In fact in the Mythbusters pool test, a blackpowder rifle firing a miniball was more effective then an AR-15, side effect of its much blunter projectile. But they were just testing the required depths for safety, not why it worked out the way it did.

[mrtspence]

I'm just a hobby physicist, so take what I have to say with salt!

My understanding is that, as kinetic energy increases relative to momentum (which it does quite rapidly as the projectile gets higher velocities) the strengths of the materials involved begins to become irrelevant. The materials start to behave more like liquids. This means that, as velocity increases, the projectile is more likely to break up on impact. At hyper velocities, you get explosions from the contacting materials turning into plasma--but that is a different story. Under 3km/s, metals still mostly behave like metals.
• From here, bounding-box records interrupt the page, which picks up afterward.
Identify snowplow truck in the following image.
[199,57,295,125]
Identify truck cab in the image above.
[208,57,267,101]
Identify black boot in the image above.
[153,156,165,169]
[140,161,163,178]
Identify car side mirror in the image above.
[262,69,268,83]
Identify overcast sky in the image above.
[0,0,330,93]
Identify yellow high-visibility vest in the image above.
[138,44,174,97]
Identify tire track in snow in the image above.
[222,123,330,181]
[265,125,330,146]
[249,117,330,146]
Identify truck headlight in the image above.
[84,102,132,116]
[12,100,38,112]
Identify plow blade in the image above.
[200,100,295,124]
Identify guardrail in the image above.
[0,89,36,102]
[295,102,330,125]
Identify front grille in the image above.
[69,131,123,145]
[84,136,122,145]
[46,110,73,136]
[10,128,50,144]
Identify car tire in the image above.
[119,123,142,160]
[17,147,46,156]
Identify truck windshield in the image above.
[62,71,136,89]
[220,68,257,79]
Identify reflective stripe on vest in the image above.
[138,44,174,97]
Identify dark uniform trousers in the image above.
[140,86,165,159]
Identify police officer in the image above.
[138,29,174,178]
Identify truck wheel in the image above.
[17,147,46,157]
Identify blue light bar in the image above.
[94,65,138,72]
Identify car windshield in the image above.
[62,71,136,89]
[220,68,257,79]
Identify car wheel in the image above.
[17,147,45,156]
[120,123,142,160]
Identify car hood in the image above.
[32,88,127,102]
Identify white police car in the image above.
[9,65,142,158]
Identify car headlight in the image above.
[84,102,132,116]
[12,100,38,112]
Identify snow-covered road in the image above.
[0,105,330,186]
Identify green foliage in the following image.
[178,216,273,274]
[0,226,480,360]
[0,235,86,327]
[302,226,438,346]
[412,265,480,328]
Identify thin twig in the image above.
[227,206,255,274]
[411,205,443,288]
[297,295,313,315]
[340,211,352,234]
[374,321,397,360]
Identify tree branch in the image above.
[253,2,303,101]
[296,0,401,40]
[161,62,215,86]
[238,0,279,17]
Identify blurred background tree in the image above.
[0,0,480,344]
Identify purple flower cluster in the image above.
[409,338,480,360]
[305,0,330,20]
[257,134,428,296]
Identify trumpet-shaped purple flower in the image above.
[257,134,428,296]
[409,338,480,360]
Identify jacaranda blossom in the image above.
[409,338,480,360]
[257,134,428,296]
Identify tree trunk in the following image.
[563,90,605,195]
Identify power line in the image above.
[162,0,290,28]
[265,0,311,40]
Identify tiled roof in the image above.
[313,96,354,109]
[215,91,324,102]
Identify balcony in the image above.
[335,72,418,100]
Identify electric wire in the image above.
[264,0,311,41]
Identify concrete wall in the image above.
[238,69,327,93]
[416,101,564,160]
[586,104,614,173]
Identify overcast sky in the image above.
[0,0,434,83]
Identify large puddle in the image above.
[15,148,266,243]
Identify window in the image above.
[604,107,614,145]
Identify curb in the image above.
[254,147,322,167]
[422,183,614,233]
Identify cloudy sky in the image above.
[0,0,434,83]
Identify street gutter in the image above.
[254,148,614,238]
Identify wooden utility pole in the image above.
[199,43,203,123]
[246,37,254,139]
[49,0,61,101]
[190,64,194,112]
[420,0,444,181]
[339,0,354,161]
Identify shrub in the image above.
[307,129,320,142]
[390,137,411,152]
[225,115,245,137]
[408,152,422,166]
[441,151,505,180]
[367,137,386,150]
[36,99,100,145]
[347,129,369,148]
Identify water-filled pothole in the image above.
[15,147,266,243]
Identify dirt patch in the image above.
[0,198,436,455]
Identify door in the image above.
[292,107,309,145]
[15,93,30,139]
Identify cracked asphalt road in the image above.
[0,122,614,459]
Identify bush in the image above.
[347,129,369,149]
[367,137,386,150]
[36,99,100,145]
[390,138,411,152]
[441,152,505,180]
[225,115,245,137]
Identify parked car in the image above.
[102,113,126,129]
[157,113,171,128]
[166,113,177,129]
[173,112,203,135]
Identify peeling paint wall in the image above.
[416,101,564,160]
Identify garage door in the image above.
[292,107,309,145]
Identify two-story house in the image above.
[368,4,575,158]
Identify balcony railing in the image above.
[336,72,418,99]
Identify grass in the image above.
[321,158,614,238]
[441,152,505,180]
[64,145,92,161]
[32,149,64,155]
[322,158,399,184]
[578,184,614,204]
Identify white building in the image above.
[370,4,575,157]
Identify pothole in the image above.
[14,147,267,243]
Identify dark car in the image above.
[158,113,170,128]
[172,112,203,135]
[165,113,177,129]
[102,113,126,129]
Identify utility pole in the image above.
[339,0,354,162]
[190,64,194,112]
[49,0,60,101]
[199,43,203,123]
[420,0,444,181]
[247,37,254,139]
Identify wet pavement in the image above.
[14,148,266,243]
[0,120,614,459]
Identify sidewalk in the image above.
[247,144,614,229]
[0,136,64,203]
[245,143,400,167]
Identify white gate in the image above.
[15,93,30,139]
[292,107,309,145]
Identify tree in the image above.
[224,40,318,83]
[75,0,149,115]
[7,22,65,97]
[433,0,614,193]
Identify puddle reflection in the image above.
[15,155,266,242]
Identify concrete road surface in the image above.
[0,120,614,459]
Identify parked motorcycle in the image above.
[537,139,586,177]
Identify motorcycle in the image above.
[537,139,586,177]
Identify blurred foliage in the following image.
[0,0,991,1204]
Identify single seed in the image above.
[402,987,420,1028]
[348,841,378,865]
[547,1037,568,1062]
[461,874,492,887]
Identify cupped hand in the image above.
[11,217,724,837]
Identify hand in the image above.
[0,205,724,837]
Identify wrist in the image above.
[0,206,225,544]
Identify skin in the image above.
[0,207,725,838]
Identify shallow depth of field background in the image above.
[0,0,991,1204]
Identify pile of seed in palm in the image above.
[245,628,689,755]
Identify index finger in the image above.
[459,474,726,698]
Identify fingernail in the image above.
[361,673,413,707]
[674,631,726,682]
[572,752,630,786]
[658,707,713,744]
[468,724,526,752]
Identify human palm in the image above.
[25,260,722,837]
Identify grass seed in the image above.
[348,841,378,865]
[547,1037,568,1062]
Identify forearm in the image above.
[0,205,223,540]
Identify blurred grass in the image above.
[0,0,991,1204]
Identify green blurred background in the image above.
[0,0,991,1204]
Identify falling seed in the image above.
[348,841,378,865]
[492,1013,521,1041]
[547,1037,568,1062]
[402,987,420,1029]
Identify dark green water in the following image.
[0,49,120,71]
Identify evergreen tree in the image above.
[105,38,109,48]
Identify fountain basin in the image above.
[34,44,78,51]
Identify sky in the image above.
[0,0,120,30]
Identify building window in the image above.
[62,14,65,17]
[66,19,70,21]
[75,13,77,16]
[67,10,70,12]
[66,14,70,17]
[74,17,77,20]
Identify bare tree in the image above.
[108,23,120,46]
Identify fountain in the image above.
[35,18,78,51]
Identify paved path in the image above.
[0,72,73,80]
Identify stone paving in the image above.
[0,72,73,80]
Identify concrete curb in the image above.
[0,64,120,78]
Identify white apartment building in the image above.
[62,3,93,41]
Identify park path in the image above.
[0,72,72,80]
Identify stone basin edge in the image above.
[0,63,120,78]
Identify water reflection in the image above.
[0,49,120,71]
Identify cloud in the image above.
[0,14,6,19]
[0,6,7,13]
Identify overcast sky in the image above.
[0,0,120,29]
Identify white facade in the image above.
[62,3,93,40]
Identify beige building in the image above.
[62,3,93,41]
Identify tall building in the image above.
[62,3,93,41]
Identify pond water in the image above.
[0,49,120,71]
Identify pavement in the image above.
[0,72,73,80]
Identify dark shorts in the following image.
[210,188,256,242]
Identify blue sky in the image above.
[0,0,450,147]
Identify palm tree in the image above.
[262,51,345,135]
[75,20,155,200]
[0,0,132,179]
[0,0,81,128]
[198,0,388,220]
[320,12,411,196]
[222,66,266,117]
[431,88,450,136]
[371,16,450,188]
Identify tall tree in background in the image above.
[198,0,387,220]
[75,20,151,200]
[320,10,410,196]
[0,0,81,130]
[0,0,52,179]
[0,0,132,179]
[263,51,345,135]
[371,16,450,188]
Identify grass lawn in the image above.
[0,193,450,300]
This means that small objects at very high velocities (their kinetic energy is very high while their momentum is much much lower) will be less likely to go very deeply into an object as they will instantly fragment on contact. This is why whipple shields (think tin foil with space between it and the regular armour) work so well on satellites--little tiny asteroids blow up on contact with it while the space prevents the shockwave from damaging the hull. If the whipple shield wasn't there, a 10g asteroid going 30km/s could inflict serious, serious damage.

More massive objects with less velocity are more likely to behave like Newton predicted. Someone already linked to that wikipedia page. Instead of breaking up on impact, they are more likely to retain their integrity and continue pushing through something until they are stopped. An arrow would sail clean through a whipple shield. However, this retention of integrity means that the target gets that same benefit.

This effect kind of scales down. This is why when mythbuster's shot fast rounds into water, they didn't penetrate--the rounds broke up as they had a lot of kinetic energy. Rounds with more momentum and less velocity (less relative kinetic energy), such as the big slow miniball, are not going to break up as quickly and will instead push through the target.

As far as an optimal velocity? It depends on what you are shooting. Slower rounds will pierce soft things better than extremely fast things, maybe. They might get more depth of penetration, but a hypervelocity round is going to take a huge spherical chunk out of something unless specifically designed not to (like the current KE rounds tanks use).

Modern composite and reactive tank armours could stop basically any non-hypervelocity round. This is because they can retain their mechanical strength, which is immense, and use special mechanisms to further protect from penetration. It doesn't matter that your ballista bolt is 200kg, if it is only going a few hundred meters per second, it isn't getting through that Abrams as it cannot defeat the internal mechanical strength of that armour. A round going fast enough is going to make part of itself and whatever it hits into plasma--doesn't matter what it is. Above 3km/s, your super-modern composite armour might as well be bronze, the part that gets hit is going to behave like a liquid anyways. A pop can going 30km/s is going to do far, far more damage to that tank than the 200kg ballista bolt.

Plus, when things go fast enough, there are some really really complicated plasma science magic that kicks in. I actually don't know how it works and I don't think many people do. It's possible that the whole projectile will become a plasma (think big spherical explosion, not a lot of depth of penetration). There is other talk that, depending on how the projectile is shaped, the first bit might become plasma while the rest pushes the superhot/superdense plasma through the target material (think insane, ridiculous depth of penetration). I think the second mechanism best describes how tank-fired anti-tank KE shells work. The long thin rod shape pushes through the tank armour and, once through, the plasma rapidly expands (boom). This would at least superficially explain why the armour plates pierced by the round have a thin little hole in them while the inside of the tank explodes!